Resolvendo pinimba. Seguro do carro, PUCC ( que foi um horror), e finalmente a panda resolveu encarar um tratamento dentário, sério, no CECOM. O dr. Ricardo, que foi o dedicado profissional que tirou meus sisos, há muitos anos atrás, muitos mesmo, me deu uma das maiores broncas que eu levei na vida. Merecida. A panda é desmiolada no quesito saúde. Acordei ontem e hoje num mal estar, num cansaço novo pra mim, mas rumei pro CECOM, e assim vai ser. Preciso passar no banco, e esqueço a maldita senha da PUCC em casa.

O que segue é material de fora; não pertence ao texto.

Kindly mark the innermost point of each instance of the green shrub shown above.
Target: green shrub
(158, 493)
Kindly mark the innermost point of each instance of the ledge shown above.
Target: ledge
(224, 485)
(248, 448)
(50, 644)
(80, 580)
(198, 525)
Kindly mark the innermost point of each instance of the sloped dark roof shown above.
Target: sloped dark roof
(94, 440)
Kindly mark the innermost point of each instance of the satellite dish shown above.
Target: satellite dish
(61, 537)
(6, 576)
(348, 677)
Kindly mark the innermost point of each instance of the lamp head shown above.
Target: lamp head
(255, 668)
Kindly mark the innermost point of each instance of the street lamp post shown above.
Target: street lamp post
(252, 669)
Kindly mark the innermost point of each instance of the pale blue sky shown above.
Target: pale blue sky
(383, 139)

E assim, aos trancos e barrancos, acabo 2006. Ano comprido, custou a passar pra mim, coisas muito, muito ruins, e coisas muito, muito boas. Como contrabalançar a dor pela amizade perdida, com a visão da torre torta? O sofrimento da suspeita do câncer, com a alegria de ver o Duomo? O rostinho dos meus queridos e queridas e os assaltantes? O dente quebrado, a mancada, o sorriso? As lágrimas e as alianças, antigas e novas? O Prado, o Thyssen Bornemisza, os Uffizi, os dois relatórios FAPESP, qualificação, artigos, congressos, Toscana e Minas Gerais? Curso de maquiagem, Hermes Trimegisto, músicas no i-pod, insônia, cozinhar, os segredos passados e futuros? Principalmente segredos, esses dentro do coração. Não é pra menos essas olheiras panda, no dia de hoje.